Unos policías observaban al asno y a los vendedores.

Ésa sería una prueba de fuego. Pero si se dirigían a ellos, ¿tenían que discutir o emprender la huida?

Viento del Norte no aminoró la marcha y sus dos compañe­ros lo siguieron en silencio.

-¡Hemos ganado! -concluyó Emmett-. Y ésos son los mejo­res, los encargados de la protección de palacio. ¡Nuestro dis­fraz de mercaderes es perfecto!

La respiración de Edward volvió a ser normal.

-El bodeguero es un sirio bastante bruto -reveló el cómi­co-. No te extrañes de su recibimiento.

A la entrada de los almacenes había numerosos proveedo­res y un centenar de asnos cargados con cestos llenos de diver­sas mercancías.

Viento del Norte y los dos hombres tomaron la avenida que llevaba a las bodegas reales. Ante el acceso principal vieron numerosas jarras que eran examinadas por un bigotudo alto con la cabeza rasurada.

-Salud, sirio.

-¡Caramba, Emmett! ¿Por dónde andabas?

-De gira en el sur.

-¿Satisfecho?

-Así así.

-¿Tienes ganas de volver al comercio? -preguntó el sirio con una sonrisa golosa.

-Podría ser.

-Mejor así, la situación es perfecta. Acabo de recibir una buena reserva de los oasis, y hay demanda.

-Estoy dispuesto a hacer las entregas, entonces. El sirio lanzó una mirada suspicaz a Edward.

-¿Quién es ése?

-Mi ayudante. -¿Es un tipo serio?

-Un bendito obediente. No comprende nada de nada y no nos creará problemas.

-¡Tu asno me gusta! Parece fuerte, ideal para las entregas.

-Comenzaremos cuando quieras.

-¿Esta misma noche?

-De acuerdo.

El sirio palmeó el hombro de Emmett.

-¡Eres un amigo, uno de verdad!

-Precisamente tengo que pedirte un pequeño favor...

La mirada del sirio se ensombreció.

-Nada de líos, espero.

-¡En absoluto! A mi ayudante y a mí nos gustaría pasar al­gunas noches en los almacenes. Y como tú efectúas la última ronda y abres la puerta por la mañana, dormiríamos tranquilos.

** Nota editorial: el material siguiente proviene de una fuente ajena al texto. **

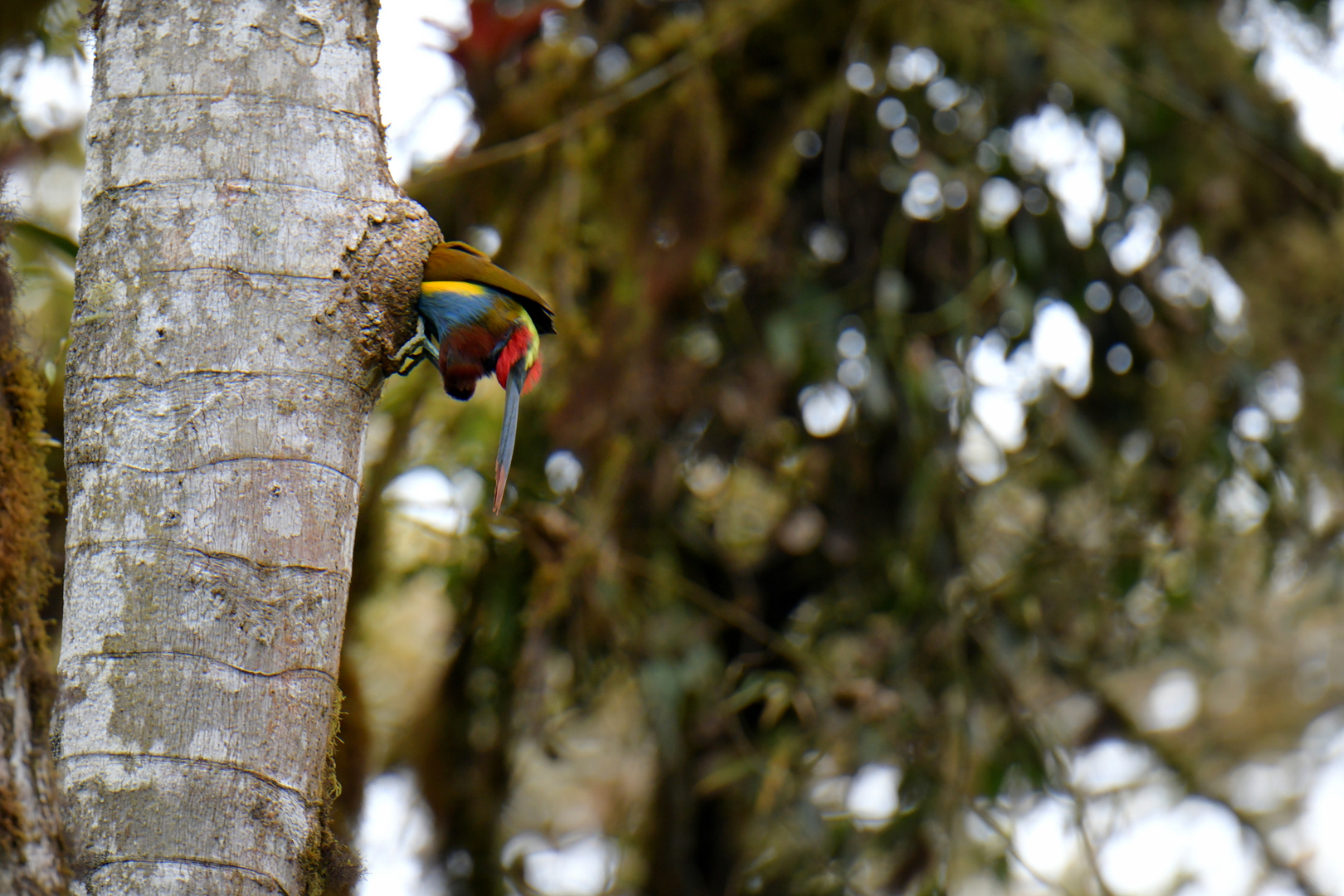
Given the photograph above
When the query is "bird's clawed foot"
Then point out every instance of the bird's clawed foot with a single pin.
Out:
(416, 349)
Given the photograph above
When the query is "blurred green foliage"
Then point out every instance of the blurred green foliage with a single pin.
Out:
(795, 607)
(730, 614)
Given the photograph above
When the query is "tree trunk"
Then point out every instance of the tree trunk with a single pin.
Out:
(32, 850)
(246, 266)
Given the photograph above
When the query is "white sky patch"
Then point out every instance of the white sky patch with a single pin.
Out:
(1301, 63)
(1003, 384)
(1172, 702)
(563, 472)
(435, 500)
(396, 830)
(825, 407)
(50, 93)
(1280, 391)
(426, 110)
(1194, 278)
(1140, 242)
(923, 199)
(1071, 158)
(1242, 503)
(873, 798)
(999, 202)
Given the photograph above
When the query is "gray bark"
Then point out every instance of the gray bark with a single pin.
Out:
(245, 268)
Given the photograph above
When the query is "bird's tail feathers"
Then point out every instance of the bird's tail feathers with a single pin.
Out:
(513, 392)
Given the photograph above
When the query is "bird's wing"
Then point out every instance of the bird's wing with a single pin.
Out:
(452, 305)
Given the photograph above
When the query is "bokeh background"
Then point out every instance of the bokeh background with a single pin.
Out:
(936, 485)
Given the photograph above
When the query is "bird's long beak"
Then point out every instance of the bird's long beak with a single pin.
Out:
(513, 392)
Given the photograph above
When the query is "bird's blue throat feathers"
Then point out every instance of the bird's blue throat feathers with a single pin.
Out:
(448, 305)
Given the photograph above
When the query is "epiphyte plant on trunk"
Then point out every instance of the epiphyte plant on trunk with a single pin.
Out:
(480, 320)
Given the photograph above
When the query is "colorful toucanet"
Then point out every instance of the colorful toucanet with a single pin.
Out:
(483, 321)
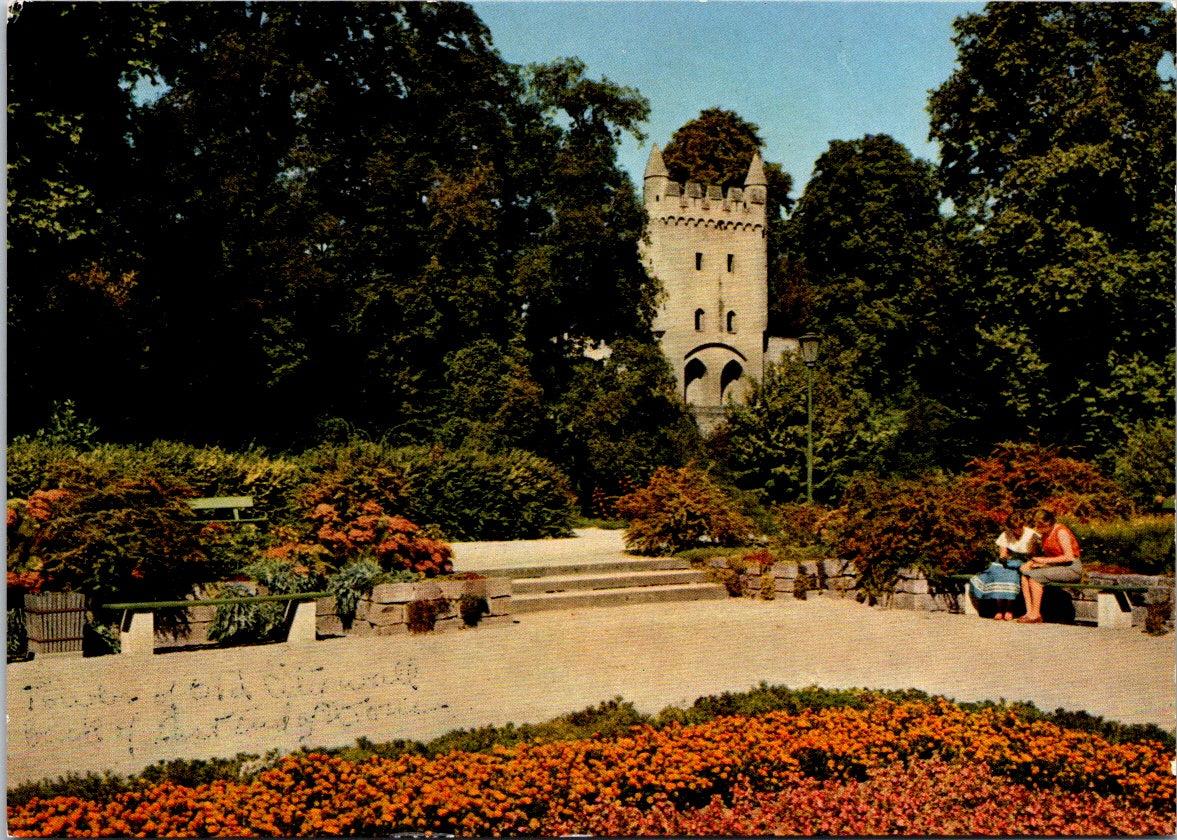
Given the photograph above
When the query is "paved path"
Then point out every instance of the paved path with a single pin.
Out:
(121, 713)
(590, 545)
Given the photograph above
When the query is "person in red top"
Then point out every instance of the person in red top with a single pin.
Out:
(1059, 564)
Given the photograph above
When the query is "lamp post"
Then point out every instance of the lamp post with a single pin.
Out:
(809, 344)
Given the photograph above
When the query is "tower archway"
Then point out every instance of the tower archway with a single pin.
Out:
(731, 373)
(692, 378)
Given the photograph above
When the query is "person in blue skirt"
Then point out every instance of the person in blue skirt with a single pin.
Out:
(1002, 581)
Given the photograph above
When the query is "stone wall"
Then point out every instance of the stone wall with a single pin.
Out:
(912, 592)
(381, 612)
(385, 610)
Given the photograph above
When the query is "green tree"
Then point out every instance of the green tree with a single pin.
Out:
(762, 444)
(580, 278)
(73, 272)
(1058, 154)
(869, 264)
(620, 419)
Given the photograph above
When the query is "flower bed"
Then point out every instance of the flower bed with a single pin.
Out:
(905, 767)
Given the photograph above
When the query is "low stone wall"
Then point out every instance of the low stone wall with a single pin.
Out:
(381, 612)
(385, 610)
(912, 591)
(831, 578)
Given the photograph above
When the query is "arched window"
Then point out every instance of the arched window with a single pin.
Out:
(731, 372)
(695, 371)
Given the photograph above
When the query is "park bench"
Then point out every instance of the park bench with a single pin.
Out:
(137, 628)
(1112, 607)
(224, 508)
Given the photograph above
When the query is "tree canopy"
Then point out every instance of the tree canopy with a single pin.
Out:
(1057, 152)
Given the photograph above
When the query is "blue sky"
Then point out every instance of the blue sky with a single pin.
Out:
(806, 73)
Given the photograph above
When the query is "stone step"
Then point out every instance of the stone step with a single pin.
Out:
(619, 566)
(613, 598)
(611, 580)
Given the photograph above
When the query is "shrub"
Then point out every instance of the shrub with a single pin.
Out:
(132, 538)
(478, 495)
(472, 608)
(37, 465)
(241, 624)
(348, 478)
(680, 508)
(1026, 475)
(270, 480)
(1144, 462)
(421, 614)
(1143, 545)
(929, 524)
(396, 542)
(350, 584)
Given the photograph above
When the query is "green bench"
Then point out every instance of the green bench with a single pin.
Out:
(1112, 607)
(137, 628)
(224, 508)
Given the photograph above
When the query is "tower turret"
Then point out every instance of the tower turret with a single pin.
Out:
(709, 250)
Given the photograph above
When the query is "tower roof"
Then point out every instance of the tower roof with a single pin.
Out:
(655, 166)
(756, 172)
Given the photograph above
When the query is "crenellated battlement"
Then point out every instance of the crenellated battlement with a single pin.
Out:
(704, 204)
(693, 204)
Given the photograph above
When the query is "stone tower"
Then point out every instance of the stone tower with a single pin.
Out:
(710, 252)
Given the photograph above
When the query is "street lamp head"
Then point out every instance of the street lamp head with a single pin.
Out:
(809, 344)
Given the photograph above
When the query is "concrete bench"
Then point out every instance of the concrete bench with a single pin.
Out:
(137, 628)
(1112, 608)
(224, 508)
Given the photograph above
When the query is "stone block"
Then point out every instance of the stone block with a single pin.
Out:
(328, 625)
(301, 624)
(138, 634)
(1110, 611)
(900, 600)
(392, 593)
(498, 587)
(384, 614)
(453, 590)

-¿Te persigue alguna moza?

Emmett agachó la cabeza.

-¡Una mujer casada, y de la alta sociedad! ¿No es eso? -in­sistió el bigotudo.

El cómico remugó algo.

-¡Maldito Emmett! Acabarás teniendo problemas. Bueno, de
acuerdo. Pero sólo por algunas noches.                                                                

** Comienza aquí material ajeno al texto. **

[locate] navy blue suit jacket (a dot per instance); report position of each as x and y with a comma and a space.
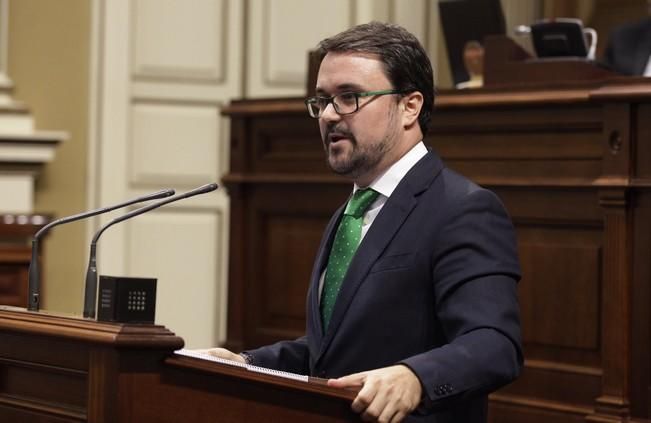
432, 286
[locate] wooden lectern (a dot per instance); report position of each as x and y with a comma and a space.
56, 369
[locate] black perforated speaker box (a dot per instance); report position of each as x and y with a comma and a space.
126, 300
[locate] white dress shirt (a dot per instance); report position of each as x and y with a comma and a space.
385, 184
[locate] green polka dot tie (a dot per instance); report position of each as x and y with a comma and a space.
347, 238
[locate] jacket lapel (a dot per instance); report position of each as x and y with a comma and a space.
386, 224
315, 326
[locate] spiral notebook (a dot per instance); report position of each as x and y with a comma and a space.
249, 367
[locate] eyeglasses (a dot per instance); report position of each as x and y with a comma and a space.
344, 103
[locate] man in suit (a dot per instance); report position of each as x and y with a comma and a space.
423, 317
629, 47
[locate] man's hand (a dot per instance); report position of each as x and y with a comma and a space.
223, 353
386, 395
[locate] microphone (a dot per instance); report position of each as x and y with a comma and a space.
34, 271
90, 291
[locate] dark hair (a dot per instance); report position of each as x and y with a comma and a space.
405, 60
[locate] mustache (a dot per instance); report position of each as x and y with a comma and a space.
340, 131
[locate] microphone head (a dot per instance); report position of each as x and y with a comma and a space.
206, 188
164, 193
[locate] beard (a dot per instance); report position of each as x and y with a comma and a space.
357, 159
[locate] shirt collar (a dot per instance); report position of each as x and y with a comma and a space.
389, 180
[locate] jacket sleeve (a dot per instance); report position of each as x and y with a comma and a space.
288, 356
475, 272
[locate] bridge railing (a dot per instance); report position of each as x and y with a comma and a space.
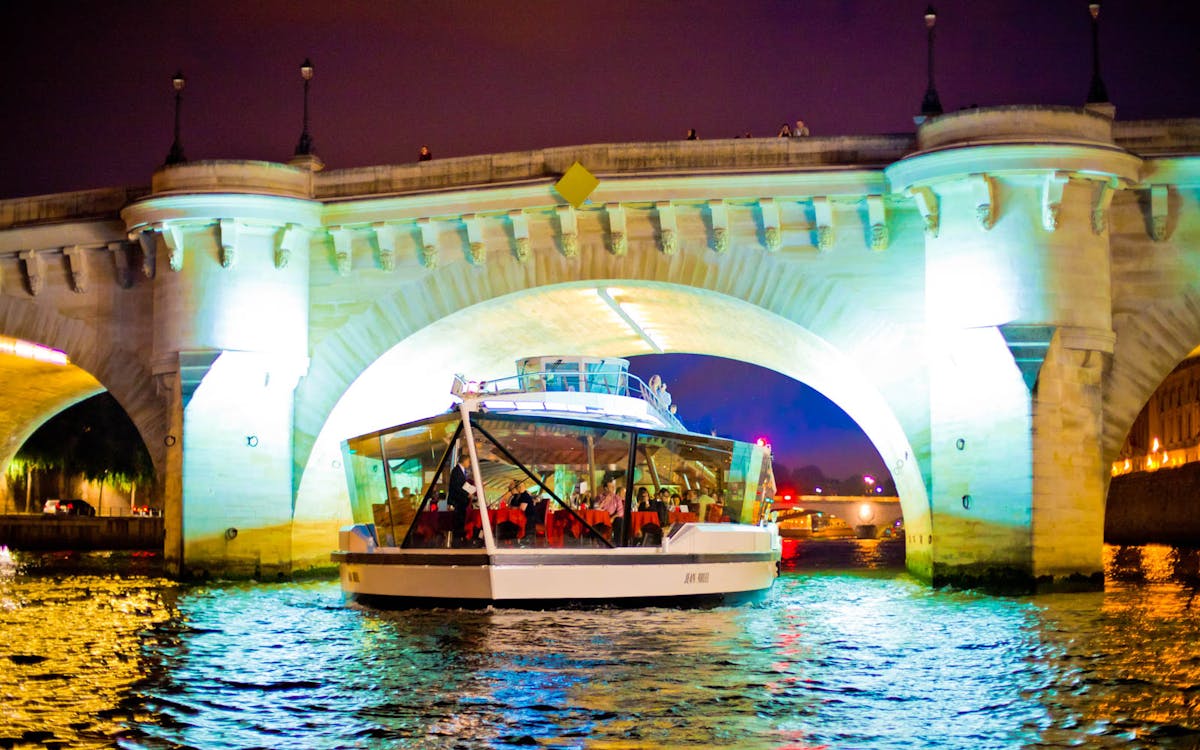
609, 383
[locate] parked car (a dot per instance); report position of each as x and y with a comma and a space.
76, 508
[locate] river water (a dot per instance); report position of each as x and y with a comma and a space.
100, 652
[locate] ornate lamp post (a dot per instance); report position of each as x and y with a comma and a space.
1096, 93
175, 156
930, 106
305, 147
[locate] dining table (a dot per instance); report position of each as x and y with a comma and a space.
563, 521
496, 516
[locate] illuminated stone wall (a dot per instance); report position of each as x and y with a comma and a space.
991, 303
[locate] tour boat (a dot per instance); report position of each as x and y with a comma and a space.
577, 431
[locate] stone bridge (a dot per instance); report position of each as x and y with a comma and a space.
993, 300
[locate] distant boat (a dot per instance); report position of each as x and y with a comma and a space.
564, 425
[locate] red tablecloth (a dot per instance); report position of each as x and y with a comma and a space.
433, 522
563, 520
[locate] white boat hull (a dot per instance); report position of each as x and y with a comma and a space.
702, 562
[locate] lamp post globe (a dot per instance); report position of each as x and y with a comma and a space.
175, 156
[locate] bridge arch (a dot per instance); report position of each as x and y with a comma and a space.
601, 317
96, 364
1149, 345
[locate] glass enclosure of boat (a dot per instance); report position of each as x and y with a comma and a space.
550, 481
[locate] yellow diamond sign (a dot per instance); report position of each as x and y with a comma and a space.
576, 185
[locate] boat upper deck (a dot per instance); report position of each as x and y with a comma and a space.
575, 387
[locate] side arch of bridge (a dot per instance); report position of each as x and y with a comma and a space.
395, 360
96, 364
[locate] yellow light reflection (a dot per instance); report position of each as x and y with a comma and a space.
31, 351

-Esa hermosa mujer me olvidará muy pronto.

-Vamos, entrad.

La bodega, de impecable limpieza, estaba llena de robustos anaqueles. Dispuestos en tres hileras, había jarras con asas, im­pecablemente alineadas, provistas de tapones de arcilla y fija­das en unos soportes. Una etiqueta precisaba el origen del vino, su año y su calidad.

Dulce, azucarado, blanco seco, tinto ligero o con cuerpo, eran todos ellos caldos excepcionales, especialmente el «ribera del oeste»... ¡Una auténtica maravilla!

-Daré de comer al asno en el establo vecino -indicó el si­rio-. Antes de que se cierre la puerta, podréis lavaros y comer algo. Luego, silencio absoluto. ¡Y no toquéis nada!

-¡Tranquilo, amigo mío! A cambio de este servicio, te cede­ré parte de mis beneficios.

El sirio dio un vigoroso abrazo al cómico.

-¡Me alegro de haberte conocido, muchacho!